Homeopathy is the bane of the American medical system.
It must be destroyed.
"...for the purposes of popular discourse, it is not necessary for homeopaths to prove their case. It is merely necessary for them to create walls of obfuscation, and superficially plausible technical documents that support their case, in order to keep the dream alive in the imaginations of both the media and their defenders." --Ben Goldacre
If homeopathy works, then obviously the less you use it, the stronger it gets. So the best way to apply homeopathy is to not use it at all. --Phil Plait
http://skepdic.com/homeo.html
Horrible misleading.
My grandfather died from prostate cancer at age 70. Both of my uncles were diagnosed with it, because they knew to look, one at age 65 and the other at age 62. One is now 70 years old and free and clear of prostate cancer and the other is approaching 70. I work in cancer research, specifically lung, and I know that often preventative screening can have only a small impact, but my uncles are the small group that does benefit.

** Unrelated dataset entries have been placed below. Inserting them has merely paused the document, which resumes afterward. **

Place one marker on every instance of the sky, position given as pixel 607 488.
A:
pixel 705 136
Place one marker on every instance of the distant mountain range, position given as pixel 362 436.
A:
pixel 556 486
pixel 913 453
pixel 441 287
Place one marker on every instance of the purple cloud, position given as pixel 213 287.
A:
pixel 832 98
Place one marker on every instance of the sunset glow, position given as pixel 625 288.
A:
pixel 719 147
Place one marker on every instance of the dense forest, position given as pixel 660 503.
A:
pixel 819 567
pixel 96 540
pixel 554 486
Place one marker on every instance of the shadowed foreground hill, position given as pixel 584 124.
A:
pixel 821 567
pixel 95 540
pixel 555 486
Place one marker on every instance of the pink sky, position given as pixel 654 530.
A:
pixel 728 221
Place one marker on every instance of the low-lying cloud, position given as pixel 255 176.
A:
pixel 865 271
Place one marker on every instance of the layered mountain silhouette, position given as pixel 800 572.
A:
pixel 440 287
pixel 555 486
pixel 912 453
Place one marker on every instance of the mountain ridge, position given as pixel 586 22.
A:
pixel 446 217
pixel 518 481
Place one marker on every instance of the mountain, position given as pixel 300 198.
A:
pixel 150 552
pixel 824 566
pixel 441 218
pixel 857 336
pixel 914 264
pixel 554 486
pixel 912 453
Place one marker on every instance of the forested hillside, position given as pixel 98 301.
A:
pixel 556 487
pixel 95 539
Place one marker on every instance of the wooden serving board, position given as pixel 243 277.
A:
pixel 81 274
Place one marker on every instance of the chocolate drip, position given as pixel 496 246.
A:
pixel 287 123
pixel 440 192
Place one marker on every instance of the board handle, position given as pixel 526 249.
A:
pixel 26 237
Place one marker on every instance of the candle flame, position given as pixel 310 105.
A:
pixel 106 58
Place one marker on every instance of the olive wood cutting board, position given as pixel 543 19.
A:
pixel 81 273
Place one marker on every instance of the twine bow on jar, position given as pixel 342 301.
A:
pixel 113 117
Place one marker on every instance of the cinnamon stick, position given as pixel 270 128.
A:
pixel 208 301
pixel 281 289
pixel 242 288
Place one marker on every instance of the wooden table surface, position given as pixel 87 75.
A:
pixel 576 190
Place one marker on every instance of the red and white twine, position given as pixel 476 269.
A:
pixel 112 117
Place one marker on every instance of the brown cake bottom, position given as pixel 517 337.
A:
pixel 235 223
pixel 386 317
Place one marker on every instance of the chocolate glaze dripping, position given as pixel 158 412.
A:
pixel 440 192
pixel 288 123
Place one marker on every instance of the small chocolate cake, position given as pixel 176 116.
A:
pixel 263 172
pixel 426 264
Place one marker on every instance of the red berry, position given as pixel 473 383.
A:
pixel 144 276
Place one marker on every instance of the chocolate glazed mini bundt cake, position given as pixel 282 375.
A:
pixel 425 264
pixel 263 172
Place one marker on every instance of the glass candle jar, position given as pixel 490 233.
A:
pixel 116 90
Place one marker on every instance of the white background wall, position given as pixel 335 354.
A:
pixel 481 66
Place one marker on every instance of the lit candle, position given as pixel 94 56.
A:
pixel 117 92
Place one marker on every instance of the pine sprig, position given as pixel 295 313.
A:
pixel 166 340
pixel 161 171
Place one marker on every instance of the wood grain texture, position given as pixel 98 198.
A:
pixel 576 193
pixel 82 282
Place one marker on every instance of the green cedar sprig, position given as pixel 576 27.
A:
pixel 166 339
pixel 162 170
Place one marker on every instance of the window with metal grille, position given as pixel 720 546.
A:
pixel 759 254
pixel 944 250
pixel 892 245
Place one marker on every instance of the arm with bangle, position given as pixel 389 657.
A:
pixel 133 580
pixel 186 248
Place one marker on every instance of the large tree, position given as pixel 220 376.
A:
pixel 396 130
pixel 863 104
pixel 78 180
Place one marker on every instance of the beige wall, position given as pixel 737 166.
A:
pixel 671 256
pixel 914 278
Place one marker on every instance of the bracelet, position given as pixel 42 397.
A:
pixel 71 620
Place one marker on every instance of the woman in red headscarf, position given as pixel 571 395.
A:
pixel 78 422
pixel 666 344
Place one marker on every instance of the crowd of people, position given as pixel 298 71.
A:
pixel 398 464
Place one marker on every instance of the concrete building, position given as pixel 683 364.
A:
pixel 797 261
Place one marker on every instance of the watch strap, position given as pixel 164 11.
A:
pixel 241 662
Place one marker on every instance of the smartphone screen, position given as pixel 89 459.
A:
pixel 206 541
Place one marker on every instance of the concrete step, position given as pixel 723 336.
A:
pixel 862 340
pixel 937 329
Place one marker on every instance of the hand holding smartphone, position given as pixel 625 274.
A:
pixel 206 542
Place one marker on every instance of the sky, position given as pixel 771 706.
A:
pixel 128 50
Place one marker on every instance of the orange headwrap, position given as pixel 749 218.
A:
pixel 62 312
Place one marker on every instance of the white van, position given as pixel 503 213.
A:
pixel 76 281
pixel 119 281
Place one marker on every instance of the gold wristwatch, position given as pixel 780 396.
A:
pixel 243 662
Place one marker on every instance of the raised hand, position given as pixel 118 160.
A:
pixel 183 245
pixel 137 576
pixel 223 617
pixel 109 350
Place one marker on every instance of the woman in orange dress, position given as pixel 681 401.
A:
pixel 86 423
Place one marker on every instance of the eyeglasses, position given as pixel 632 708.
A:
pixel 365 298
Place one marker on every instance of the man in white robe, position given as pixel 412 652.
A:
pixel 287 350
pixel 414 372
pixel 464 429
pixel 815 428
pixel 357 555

What if it was your father or uncle? Ignoring the benefits of screening and pretending that you're find without is a horrible recommendation.
A very good argument against PSA screening. But who said anything that we have now is perfect? Sophistry in argument is a human frailty. We TRY to find solutions and sometimes a step forward IS a step forward. Prevention and turning away from the Standard American Diet could make this discussion moot. Until then if I feel something is wrong in my ..."nether regions" I WILL have that test thank you very much.